Zum Gedenken an Frau Marie Klar aus Gießhübel

1.3.1920 - 6.6.1998
 

Marie Klar

"Bring Zeit mit, wenn Du kannst. Es gibt so viel zu reden." So oft war das von Marie Klar zu hören, und die Zeit reichte nie!

Was wollte sie nicht alles wissen, über die Gießhübler in Deutschland, über Politik, über Kirche, über ganz alltägliche Dinge. Für so vieles interessierte sie sich, dachte darüber nach, fragte. Aber sie verstand auch zu erzählen, zu berichten. Der Besucher war einfach bei ihr zu Hause an dem großen Tisch in der Wohnküche und nahm teil an ihrem Leben, mit allen Sorgen und Freuden, am Leben in Gießhübel, am Leben in diesem Land. Das war nicht erst nach 1989 so.

Mariela schrieb die Gießhübler Chronik weiter, als sie offiziell nicht mehr in Deutsch geschrieben wurde. Wer wird es jetzt tun? Mit ihrem Bruder Pepi und später allein versorgte sie die Kirche. Es ist vor allem ihr zu verdanken, dass die Kirche heute noch so gut erhalten ist, dass es hinten an der Kirche und beim Aufgang je ein neues Tor gibt, dass neue Stufen zur Sakristei entstanden, dass ein Teppich in der Kirche liegt ...

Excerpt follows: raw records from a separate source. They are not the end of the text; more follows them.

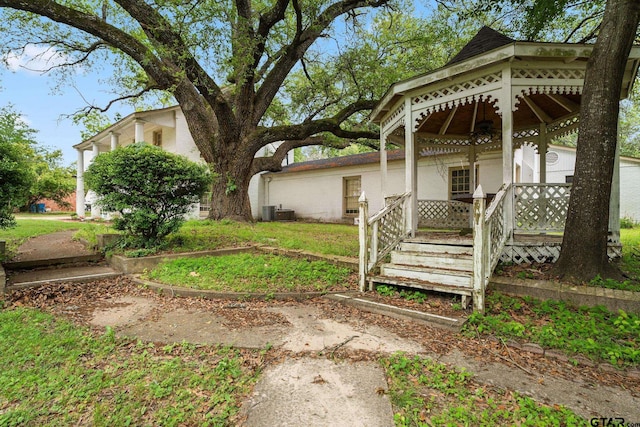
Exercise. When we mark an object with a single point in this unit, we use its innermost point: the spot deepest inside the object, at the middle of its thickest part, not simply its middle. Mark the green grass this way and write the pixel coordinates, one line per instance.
(592, 331)
(250, 272)
(424, 392)
(328, 239)
(53, 373)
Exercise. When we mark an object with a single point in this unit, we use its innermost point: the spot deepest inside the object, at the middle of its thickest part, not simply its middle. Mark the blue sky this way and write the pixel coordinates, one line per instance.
(43, 107)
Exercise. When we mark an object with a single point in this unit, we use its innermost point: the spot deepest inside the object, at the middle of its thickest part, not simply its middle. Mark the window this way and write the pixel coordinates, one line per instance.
(351, 191)
(460, 181)
(157, 138)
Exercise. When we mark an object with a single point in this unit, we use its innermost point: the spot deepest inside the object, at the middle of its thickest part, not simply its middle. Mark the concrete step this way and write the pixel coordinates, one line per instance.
(37, 263)
(22, 279)
(459, 262)
(423, 246)
(361, 302)
(421, 284)
(440, 276)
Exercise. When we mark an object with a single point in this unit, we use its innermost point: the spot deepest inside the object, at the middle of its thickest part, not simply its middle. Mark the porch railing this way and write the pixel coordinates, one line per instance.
(540, 207)
(444, 214)
(490, 234)
(381, 233)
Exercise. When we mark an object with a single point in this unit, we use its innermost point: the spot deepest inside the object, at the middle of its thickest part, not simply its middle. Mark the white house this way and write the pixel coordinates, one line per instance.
(165, 128)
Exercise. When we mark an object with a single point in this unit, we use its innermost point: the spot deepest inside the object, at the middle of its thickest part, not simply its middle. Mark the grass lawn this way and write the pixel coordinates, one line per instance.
(591, 331)
(427, 393)
(53, 373)
(328, 239)
(250, 272)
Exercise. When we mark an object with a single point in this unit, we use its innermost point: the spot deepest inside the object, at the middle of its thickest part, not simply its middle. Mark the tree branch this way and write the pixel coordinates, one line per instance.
(296, 50)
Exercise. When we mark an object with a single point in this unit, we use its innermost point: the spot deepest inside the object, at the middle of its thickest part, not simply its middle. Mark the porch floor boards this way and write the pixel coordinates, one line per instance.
(455, 237)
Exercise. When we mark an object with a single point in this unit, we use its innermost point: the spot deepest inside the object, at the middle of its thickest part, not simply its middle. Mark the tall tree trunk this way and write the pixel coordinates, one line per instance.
(230, 190)
(584, 245)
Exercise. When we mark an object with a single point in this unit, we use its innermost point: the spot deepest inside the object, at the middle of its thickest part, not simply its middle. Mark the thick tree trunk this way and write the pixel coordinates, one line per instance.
(230, 191)
(584, 246)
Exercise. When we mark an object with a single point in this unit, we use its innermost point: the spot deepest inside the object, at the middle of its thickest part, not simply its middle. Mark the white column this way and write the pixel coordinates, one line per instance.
(95, 211)
(614, 202)
(383, 166)
(471, 153)
(114, 140)
(139, 131)
(80, 184)
(411, 168)
(505, 103)
(543, 145)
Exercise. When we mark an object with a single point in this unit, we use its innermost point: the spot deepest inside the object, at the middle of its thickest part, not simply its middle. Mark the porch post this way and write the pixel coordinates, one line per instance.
(139, 131)
(383, 166)
(80, 183)
(480, 248)
(614, 203)
(506, 102)
(410, 168)
(543, 145)
(363, 218)
(95, 210)
(114, 140)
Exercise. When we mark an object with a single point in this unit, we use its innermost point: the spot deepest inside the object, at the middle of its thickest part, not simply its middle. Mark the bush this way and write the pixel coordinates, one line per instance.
(627, 222)
(151, 189)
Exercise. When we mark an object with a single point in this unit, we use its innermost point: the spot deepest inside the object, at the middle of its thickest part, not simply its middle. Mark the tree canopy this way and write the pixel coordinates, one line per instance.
(246, 74)
(16, 175)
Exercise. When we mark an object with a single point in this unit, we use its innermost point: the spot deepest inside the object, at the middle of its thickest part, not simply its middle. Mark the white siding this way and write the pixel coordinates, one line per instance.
(318, 194)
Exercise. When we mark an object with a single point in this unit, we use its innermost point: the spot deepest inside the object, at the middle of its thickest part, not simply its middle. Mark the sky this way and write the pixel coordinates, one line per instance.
(43, 106)
(34, 95)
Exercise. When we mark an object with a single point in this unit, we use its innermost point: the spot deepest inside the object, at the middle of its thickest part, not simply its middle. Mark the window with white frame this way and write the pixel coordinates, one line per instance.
(157, 138)
(460, 181)
(351, 189)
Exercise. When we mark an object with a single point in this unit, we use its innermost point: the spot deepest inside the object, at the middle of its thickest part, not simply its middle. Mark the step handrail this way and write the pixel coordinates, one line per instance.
(379, 234)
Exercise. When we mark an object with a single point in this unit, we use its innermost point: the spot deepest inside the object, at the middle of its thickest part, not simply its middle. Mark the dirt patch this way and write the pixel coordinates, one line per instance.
(320, 392)
(321, 328)
(54, 245)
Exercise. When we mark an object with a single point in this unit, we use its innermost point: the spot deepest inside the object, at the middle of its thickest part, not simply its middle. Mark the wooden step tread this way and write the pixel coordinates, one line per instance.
(426, 269)
(421, 284)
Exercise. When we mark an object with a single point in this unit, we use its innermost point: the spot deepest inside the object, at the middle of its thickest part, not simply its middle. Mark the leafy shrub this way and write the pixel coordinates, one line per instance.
(627, 222)
(151, 189)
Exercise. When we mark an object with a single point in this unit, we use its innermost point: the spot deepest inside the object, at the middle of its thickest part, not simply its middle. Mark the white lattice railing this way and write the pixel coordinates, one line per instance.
(496, 227)
(444, 214)
(381, 233)
(540, 207)
(490, 233)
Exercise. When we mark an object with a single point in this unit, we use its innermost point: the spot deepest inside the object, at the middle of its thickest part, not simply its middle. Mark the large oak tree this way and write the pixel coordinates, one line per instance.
(245, 73)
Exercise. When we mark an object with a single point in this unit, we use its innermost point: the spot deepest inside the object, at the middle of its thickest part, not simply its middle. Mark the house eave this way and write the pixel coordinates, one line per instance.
(119, 125)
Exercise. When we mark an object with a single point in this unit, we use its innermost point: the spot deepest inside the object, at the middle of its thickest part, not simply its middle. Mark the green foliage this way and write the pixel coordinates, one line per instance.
(250, 272)
(424, 392)
(16, 173)
(151, 190)
(329, 239)
(53, 373)
(594, 332)
(52, 180)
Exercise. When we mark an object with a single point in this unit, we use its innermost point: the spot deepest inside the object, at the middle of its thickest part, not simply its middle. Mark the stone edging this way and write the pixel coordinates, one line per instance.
(207, 294)
(613, 299)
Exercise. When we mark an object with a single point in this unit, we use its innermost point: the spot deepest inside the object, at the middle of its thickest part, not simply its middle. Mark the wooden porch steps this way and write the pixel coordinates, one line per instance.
(430, 264)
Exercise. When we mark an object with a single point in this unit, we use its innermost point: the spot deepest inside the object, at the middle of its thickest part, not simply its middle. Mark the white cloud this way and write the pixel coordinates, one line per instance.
(35, 59)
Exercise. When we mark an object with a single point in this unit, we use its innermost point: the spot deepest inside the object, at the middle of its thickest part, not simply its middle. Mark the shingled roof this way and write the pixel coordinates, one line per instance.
(336, 162)
(485, 40)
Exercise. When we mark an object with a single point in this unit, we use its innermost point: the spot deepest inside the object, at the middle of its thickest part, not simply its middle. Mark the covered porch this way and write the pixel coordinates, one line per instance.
(495, 96)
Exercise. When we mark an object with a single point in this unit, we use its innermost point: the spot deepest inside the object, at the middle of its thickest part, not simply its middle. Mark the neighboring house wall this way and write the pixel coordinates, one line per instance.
(318, 193)
(560, 166)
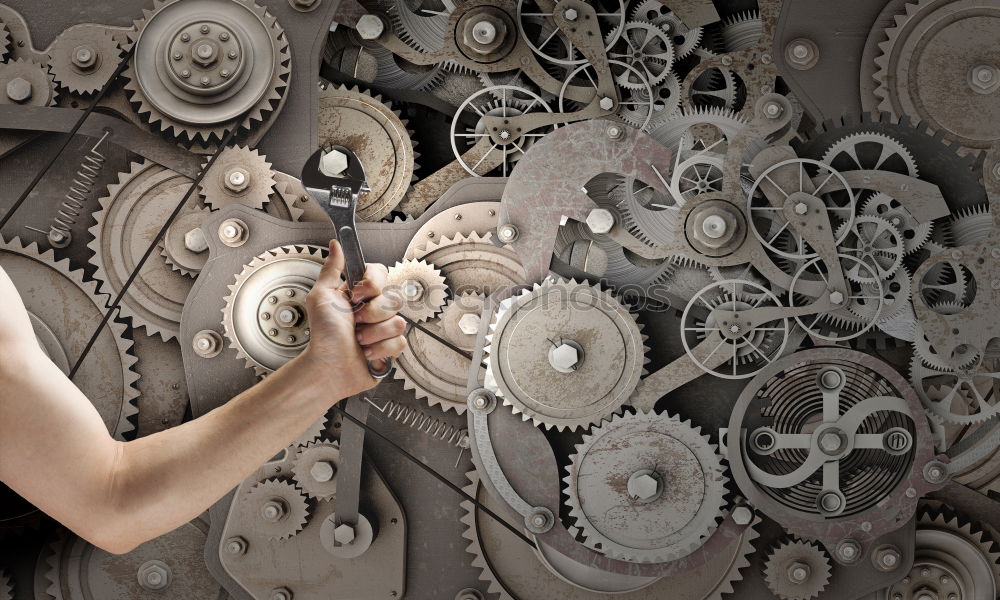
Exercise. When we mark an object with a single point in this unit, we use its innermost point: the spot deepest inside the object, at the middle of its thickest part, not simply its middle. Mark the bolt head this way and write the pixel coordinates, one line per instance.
(19, 90)
(469, 323)
(343, 534)
(370, 27)
(600, 221)
(333, 163)
(195, 241)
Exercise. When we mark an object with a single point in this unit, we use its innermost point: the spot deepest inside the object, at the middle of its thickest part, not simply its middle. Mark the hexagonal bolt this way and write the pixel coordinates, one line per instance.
(343, 534)
(195, 241)
(333, 163)
(564, 357)
(370, 27)
(19, 90)
(322, 471)
(154, 575)
(798, 572)
(469, 323)
(600, 221)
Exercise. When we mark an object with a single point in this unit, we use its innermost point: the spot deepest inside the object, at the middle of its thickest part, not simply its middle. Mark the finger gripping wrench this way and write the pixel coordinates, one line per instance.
(338, 195)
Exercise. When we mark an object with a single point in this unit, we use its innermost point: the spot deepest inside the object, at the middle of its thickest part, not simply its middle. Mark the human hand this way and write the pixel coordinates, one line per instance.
(349, 328)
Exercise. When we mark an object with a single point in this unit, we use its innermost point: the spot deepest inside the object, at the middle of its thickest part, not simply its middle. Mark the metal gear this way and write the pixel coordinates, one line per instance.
(63, 317)
(421, 286)
(26, 82)
(797, 570)
(591, 364)
(315, 469)
(264, 317)
(83, 58)
(238, 176)
(277, 508)
(374, 131)
(645, 487)
(126, 224)
(232, 54)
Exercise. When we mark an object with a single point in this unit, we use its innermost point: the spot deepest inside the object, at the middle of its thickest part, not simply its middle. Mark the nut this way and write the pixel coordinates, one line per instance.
(370, 27)
(600, 220)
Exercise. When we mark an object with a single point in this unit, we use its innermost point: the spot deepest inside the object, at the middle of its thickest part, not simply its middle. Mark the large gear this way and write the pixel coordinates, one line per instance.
(229, 67)
(64, 308)
(264, 317)
(645, 487)
(797, 570)
(591, 362)
(83, 58)
(374, 131)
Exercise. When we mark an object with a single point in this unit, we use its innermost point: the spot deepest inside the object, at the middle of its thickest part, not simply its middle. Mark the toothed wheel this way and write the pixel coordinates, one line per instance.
(200, 64)
(589, 360)
(83, 58)
(645, 488)
(265, 316)
(797, 570)
(374, 131)
(238, 176)
(277, 508)
(315, 469)
(421, 286)
(64, 308)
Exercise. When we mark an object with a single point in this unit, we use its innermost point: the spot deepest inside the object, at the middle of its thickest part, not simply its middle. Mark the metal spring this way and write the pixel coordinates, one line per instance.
(425, 423)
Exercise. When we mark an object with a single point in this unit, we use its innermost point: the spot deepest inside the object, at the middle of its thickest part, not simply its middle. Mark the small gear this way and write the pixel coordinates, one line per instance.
(228, 59)
(315, 469)
(590, 363)
(83, 58)
(645, 487)
(238, 176)
(421, 286)
(27, 83)
(265, 318)
(797, 570)
(277, 508)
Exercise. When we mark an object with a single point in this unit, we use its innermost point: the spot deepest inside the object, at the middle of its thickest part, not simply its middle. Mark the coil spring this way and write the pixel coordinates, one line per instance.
(73, 205)
(425, 423)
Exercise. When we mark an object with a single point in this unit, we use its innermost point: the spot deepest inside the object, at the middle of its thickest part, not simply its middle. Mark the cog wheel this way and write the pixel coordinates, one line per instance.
(937, 41)
(63, 318)
(797, 570)
(619, 495)
(234, 61)
(28, 83)
(587, 370)
(126, 224)
(374, 131)
(265, 318)
(315, 469)
(83, 58)
(277, 508)
(421, 286)
(238, 176)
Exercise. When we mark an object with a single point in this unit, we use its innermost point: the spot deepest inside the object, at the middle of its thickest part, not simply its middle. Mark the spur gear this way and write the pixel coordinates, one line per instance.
(63, 316)
(27, 83)
(315, 469)
(277, 508)
(645, 487)
(199, 65)
(797, 570)
(264, 317)
(238, 176)
(421, 286)
(83, 58)
(374, 131)
(126, 224)
(589, 366)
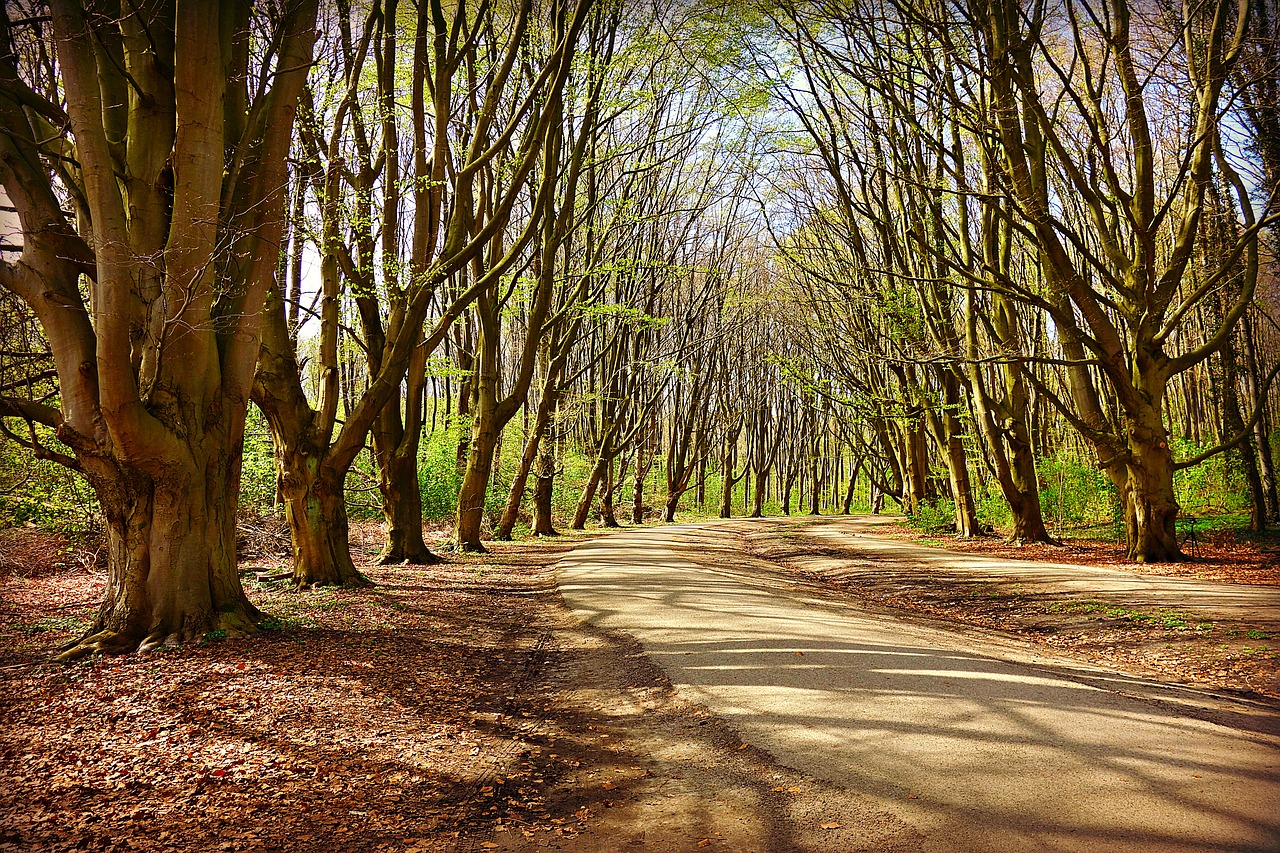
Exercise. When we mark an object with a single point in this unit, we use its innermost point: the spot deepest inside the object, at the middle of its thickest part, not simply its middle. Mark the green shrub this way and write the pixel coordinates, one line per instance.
(1074, 492)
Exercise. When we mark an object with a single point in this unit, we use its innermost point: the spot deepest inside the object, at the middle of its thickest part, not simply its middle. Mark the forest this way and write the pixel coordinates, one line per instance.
(516, 267)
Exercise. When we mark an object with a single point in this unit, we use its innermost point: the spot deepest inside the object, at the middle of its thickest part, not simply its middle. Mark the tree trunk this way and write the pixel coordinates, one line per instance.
(475, 479)
(315, 506)
(1266, 464)
(608, 518)
(638, 498)
(727, 484)
(762, 483)
(544, 483)
(402, 511)
(814, 488)
(170, 560)
(1152, 509)
(511, 510)
(584, 502)
(849, 492)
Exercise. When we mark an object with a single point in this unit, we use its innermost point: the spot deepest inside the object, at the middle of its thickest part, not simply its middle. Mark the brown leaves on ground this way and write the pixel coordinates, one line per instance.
(388, 717)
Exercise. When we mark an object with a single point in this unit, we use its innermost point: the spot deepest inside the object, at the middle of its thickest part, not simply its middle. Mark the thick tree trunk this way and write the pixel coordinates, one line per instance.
(544, 483)
(638, 500)
(762, 483)
(475, 482)
(816, 488)
(1266, 465)
(727, 486)
(543, 524)
(584, 502)
(608, 515)
(519, 486)
(170, 560)
(1152, 511)
(853, 484)
(402, 512)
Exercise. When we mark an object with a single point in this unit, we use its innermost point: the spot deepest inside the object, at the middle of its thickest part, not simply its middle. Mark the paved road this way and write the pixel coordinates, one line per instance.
(973, 744)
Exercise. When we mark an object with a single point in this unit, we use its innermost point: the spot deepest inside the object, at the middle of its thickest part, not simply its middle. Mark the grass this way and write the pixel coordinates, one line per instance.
(1166, 619)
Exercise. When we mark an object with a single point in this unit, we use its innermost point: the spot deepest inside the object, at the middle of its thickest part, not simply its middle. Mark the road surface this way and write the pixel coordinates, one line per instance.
(965, 742)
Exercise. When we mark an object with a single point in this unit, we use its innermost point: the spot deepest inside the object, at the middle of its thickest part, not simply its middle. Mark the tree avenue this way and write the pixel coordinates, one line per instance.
(529, 265)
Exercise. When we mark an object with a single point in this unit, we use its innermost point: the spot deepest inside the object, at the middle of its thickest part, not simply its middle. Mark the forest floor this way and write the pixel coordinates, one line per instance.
(457, 707)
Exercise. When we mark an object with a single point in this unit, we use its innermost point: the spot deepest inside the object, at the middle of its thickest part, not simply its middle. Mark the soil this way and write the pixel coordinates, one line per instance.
(1232, 656)
(456, 707)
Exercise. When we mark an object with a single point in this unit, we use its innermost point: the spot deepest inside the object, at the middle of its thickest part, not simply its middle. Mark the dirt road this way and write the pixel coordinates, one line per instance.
(951, 740)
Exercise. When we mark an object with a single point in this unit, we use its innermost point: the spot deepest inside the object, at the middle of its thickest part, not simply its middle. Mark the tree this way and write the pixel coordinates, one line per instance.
(176, 167)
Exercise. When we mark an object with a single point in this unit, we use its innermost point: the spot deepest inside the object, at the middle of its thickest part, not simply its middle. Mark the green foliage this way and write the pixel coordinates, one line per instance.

Kirche „Maria Magdalena“ 1991

Ihr Garten brachte nicht nur Früchte für die Familie, sondern vor allem auch die Blumen, die sie genauso den weiten Weg zur Kirche trug wie im Winter heißes Wasser für die Messe. – "Der Pfarrer kann doch bei der Kälte nicht kaltes Wasser nehmen." –

Erst im letzten Jahr waren ihr der Weg zu weit und die Gartenarbeit zuviel. "Wer wird das denn jetzt machen? So und so muss es doch sein!" Ihre Sorge galt immer anderen. Die sah sie zuerst. Jedem gab sie etwas mit: Ihre Buchteln, ihre Kartoffeln, ihre Karotten...

In dieser Sorge schreckte sie auch vor niemandem zurück. Bis an den Staatspräsidenten Husak wandte sie sich, um das zurückgekaufte Haus der Familie zu erhalten, als man beim Staatsgut andere Ideen hatte. Sie hatte Erfolg.

Unzählige Seiten schrieb sie so auf der Schreibmaschine. Ein häufiger Adressat war seit 1990 Bischof Otcenasek, einerseits wegen Kirche und Pfarre, andererseits vergaß sie kein Fest, keinen Namenstag. Als das Gerücht aufkam, für Gießhübel solle kein Pfarrer mehr zuständig sein, schrieb sie sofort an den Bischof. Zu jedem Treffen der Gießhübler an ihrem Heimatort lud sie ihn ein – und er kam und feierte mit ihnen den Gottesdienst und verbrachte auch den Nachmittag unter ihnen.

Ein besonderes Anliegen war ihr die Pfarre. Die erneuerte Fassade erlebte sie nicht mehr auf dieser Erde.

Das renovierte Pfarrhaus

Marielas Rat und Tatkraft schätzten nicht nur die Gießhübler in der Ferne, mit denen sie eine die Kräfte übersteigende Korrespondenz verband, sie wurde in Gießhübel selbst immer wieder einbezogen und gefragt, u.a. bei Historischem fürs Museum, bei der vorgesehenen Neugestaltung des Friedhofs...

Bei ihr liefen die Fäden zusammen, ihr vertraute man Aufzubewahrendes an. Sie war ein wesentliches Bindeglied zwischen Alt- und Neu-Gießhüblern. Es ging ihr immer wieder um ihr Gießhübel.

Richtig glücklich war sie über das Telefon, auf das sie so lange gewartet hatte. Es verband sie mit der Welt, die einfach größer und erreichbarer wurde.

Bei aller Not und allen Kämpfen der Jahre zwischen 1945 und 1989 wurde sie nach außen oft kantig und hart. Sie überforderte sich selbst und fand kaum Zeit zu den schönen Dingen, die sie so liebte und die verborgen in ihr waren und sie auch prägten. Und ganz verändert, behutsam und strahlend war sie, wenn sie von ihrem Urenkel sprach.

Mariechen wird weiter für "den Gießhübel" sorgen und dafür da sein. Müssen nun wir nicht diese "Fürbitterin im Himmel" wahrnehmen und ausnützen?